Three of us on jan, 30 Great day, private land.


----------



## midmimike (Jan 4, 2014)

I only kill a few a year for barbeque pulled rabbit. If I killed limits they would just get freezer burnt before I ate them.


----------



## Thirty pointer (Jan 1, 2015)

midmimike said:


> I only kill a few a year for barbeque pulled rabbit. If I killed limits they would just get freezer burnt before I ate them.

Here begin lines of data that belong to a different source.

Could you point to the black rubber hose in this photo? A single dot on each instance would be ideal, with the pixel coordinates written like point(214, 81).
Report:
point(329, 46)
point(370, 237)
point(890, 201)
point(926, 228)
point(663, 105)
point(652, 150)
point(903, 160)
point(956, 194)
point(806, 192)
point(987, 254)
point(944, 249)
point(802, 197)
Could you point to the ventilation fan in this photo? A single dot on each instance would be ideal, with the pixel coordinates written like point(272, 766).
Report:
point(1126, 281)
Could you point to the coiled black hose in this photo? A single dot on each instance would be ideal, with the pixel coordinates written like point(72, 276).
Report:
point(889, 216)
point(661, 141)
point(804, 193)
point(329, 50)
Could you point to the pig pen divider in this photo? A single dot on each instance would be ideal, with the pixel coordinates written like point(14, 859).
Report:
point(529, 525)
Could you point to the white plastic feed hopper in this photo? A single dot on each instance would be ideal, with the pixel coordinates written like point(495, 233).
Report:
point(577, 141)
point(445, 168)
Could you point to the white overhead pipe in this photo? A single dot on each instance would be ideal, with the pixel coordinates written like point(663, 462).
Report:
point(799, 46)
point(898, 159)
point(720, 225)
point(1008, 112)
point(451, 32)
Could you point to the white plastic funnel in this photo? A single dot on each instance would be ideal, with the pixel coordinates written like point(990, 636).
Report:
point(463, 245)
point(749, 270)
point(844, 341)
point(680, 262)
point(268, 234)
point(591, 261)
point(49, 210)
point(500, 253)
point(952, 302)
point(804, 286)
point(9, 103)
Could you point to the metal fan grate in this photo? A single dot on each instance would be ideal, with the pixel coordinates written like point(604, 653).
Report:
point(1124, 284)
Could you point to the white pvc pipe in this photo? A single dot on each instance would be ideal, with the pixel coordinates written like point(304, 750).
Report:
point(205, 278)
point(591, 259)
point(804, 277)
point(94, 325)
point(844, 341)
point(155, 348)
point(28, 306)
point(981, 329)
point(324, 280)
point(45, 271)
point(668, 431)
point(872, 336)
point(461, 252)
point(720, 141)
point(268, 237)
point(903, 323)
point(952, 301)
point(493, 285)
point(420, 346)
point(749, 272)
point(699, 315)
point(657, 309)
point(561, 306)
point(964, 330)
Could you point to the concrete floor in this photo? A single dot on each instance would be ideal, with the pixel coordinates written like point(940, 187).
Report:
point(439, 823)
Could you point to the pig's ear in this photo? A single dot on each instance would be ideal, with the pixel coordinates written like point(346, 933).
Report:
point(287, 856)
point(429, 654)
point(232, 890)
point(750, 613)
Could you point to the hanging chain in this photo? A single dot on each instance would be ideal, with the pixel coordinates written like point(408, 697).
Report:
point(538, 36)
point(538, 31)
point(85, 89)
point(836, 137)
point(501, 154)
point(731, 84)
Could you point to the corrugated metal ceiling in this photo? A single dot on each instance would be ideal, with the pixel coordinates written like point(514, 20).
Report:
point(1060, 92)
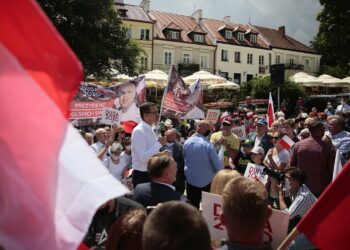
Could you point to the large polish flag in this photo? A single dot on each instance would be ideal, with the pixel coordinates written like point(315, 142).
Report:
point(51, 182)
point(270, 112)
point(327, 222)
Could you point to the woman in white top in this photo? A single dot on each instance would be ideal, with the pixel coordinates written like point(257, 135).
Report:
point(277, 157)
point(117, 160)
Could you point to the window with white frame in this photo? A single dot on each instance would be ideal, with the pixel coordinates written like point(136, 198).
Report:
point(278, 59)
point(144, 34)
point(144, 63)
point(253, 38)
point(240, 36)
point(204, 61)
point(261, 60)
point(228, 34)
point(128, 33)
point(224, 55)
point(249, 58)
point(168, 56)
point(173, 34)
point(237, 57)
point(186, 58)
point(198, 38)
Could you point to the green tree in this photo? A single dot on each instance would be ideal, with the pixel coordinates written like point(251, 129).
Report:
point(262, 86)
point(95, 33)
point(333, 37)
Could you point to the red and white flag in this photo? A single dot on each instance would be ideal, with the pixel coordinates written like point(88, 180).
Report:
point(286, 142)
point(327, 222)
point(270, 112)
point(51, 182)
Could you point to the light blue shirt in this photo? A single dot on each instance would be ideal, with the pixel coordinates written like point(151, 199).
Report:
point(201, 160)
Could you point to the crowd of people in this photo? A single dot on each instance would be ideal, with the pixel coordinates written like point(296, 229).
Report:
point(167, 165)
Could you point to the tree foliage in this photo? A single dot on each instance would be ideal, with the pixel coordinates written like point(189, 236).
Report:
point(333, 37)
point(94, 32)
point(262, 86)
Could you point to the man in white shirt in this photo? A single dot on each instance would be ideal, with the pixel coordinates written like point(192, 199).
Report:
point(344, 107)
point(127, 102)
point(102, 144)
point(144, 142)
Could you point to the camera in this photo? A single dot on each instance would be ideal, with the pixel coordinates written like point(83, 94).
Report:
point(274, 173)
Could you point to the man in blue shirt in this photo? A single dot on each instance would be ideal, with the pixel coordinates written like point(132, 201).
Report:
point(201, 163)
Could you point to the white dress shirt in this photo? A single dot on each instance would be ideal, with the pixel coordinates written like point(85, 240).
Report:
point(132, 114)
point(144, 144)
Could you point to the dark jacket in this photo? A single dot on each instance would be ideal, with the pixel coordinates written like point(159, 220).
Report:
point(152, 193)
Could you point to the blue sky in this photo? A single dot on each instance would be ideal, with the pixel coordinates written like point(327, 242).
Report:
point(299, 16)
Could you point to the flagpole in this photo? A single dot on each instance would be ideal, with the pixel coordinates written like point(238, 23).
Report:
point(290, 237)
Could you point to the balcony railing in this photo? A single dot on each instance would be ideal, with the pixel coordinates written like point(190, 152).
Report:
point(294, 66)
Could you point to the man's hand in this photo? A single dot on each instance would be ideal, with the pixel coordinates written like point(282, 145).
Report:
point(162, 140)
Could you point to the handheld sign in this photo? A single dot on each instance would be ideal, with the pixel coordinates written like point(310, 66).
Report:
point(212, 115)
point(275, 229)
point(256, 172)
point(240, 132)
point(110, 116)
point(211, 210)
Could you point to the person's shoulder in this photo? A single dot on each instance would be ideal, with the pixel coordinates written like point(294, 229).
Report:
point(128, 203)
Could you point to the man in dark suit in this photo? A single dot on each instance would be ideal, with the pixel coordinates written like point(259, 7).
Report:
point(175, 148)
point(162, 170)
point(261, 138)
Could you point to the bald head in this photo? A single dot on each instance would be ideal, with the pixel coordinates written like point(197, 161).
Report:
point(170, 135)
point(203, 127)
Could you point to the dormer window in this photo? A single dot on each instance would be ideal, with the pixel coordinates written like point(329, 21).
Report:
point(198, 38)
point(228, 34)
point(240, 36)
point(253, 38)
point(173, 34)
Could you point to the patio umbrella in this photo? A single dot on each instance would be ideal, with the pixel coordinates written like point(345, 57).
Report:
point(306, 80)
point(330, 81)
point(156, 78)
point(206, 78)
point(346, 79)
point(226, 85)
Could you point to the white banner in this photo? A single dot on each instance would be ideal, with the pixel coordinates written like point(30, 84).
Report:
point(111, 116)
point(212, 115)
point(240, 132)
point(275, 230)
point(256, 172)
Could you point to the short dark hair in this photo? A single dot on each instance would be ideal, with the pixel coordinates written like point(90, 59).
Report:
point(157, 164)
point(289, 122)
point(126, 231)
point(296, 174)
point(176, 225)
point(146, 108)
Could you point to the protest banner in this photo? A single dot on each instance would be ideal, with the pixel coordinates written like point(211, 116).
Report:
point(240, 132)
point(178, 99)
point(212, 115)
point(275, 230)
point(211, 210)
point(110, 116)
point(256, 172)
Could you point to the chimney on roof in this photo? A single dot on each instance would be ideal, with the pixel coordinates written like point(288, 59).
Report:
point(282, 31)
point(197, 15)
point(146, 5)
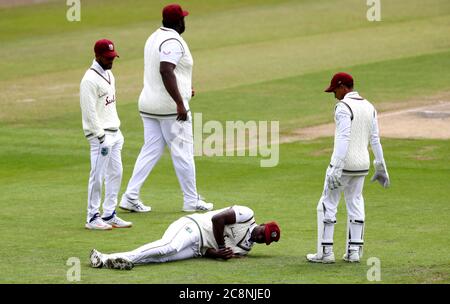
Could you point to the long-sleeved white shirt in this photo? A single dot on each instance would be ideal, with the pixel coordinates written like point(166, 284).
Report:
point(356, 158)
point(98, 101)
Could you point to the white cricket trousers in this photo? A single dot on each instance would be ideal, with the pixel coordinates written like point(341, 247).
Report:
point(108, 169)
point(179, 242)
point(177, 135)
point(352, 187)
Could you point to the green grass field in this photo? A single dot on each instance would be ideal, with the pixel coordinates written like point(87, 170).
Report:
point(254, 60)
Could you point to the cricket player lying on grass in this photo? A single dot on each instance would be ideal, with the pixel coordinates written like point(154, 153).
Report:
point(221, 234)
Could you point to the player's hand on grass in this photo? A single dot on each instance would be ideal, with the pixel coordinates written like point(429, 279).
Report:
point(223, 253)
point(381, 175)
point(182, 113)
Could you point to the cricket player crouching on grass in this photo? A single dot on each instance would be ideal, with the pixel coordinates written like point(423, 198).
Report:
point(223, 234)
point(101, 127)
point(356, 126)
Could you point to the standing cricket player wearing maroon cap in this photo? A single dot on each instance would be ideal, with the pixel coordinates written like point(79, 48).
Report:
point(220, 234)
point(101, 127)
point(164, 107)
point(356, 127)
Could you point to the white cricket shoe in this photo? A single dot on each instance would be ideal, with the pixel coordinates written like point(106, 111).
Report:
point(117, 222)
point(118, 263)
point(324, 259)
point(352, 256)
point(133, 205)
point(96, 259)
point(98, 224)
point(201, 205)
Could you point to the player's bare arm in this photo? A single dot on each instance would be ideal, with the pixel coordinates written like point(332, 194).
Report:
point(169, 79)
point(223, 253)
point(219, 221)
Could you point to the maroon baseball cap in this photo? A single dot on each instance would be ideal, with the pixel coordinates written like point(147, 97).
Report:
point(338, 79)
point(105, 48)
point(173, 13)
point(271, 232)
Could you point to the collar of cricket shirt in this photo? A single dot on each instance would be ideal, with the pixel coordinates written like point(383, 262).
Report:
point(168, 30)
point(96, 66)
point(352, 95)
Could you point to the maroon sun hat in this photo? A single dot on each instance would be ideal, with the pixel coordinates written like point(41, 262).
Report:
point(173, 13)
point(105, 48)
point(271, 232)
point(338, 79)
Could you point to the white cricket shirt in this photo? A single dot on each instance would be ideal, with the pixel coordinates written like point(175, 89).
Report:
point(98, 101)
point(167, 45)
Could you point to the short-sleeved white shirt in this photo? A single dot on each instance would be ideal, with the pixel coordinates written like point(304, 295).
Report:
point(171, 51)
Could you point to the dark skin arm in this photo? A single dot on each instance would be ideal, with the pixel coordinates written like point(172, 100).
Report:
point(219, 221)
point(166, 69)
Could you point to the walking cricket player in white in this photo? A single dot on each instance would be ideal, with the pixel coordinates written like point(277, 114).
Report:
point(101, 127)
point(356, 127)
point(220, 234)
point(164, 107)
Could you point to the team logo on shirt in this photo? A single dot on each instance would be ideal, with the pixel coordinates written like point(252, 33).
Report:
point(108, 101)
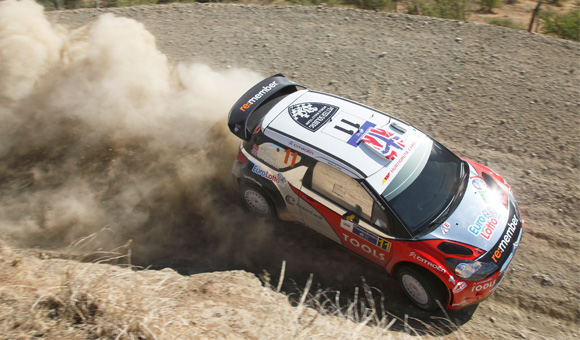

This is what I try to do now back in my younger days when I ran beagles I took too many and would often find some freezer burnt in the bottom of the freezer .The new vacuum sealers are great it will stay good for at least a couple years .


----------



## ESOX (Nov 20, 2000)

I never take more fish or game than I can eat fresh. (obvious exception- deer)


----------



## brownitsdown84 (Jan 19, 2009)

last weekend private land


----------



## kinzua (Mar 21, 2005)

Brownitsdown84, Nicely done! My girls have retired the last two seasons. They just turned 15 yrs old. Enjoying retirement but I know they miss it. We took many rabbits over their tenure also. Many of our private land has been sold off due to old farmers that we knew have now passed. People are not the same as they were in the 70's, 80's and 90's. Now the new land owners have everything posted and wont let you hunt. Keep that private land and go get them. Let them beagles run! Im not a fan of state land here in SW Michigan. Hudson to name one for dog runners. It used to be great until the yotes came in. A buddy of mine lost two dogs to them and a friend of his lost one as well. Heard the dogs barking hot on a trail and then the barks changed. By the time he got there he saw 4 or 5 yotes around his dogs. He killed two and crippled one. Stay away from a deep snow as the yotes will pack up and go after them because its hard for them to get bunny's and mice. Good luck hunting bud. We need to kill them yotes off but Im not sure we can even make a dent in their population?


----------



## superposed20ga (Dec 14, 2005)

brownitsdown84 said:


> View attachment 73969
> last weekend private land
> View attachment 73970
> 
> View attachment 73971


Nice to see some bunnies getting bagged. I bet your dogs had a ball. Wasn't there deep snow where you hunted? All my spots got snowed in and we haven't been out since.


----------



## brownitsdown84 (Jan 19, 2009)

This was a few weeks ago when the snow was very spotty. Before we got hit with the big storm


----------



## shadowman (Nov 25, 2005)

I took my year old blue tick beagle Rem out last evening and he jumped and ran 3 rabbits! He's finally getting it!


----------



## Jumpshootin' (Jul 6, 2000)

Nice hounds guys!


----------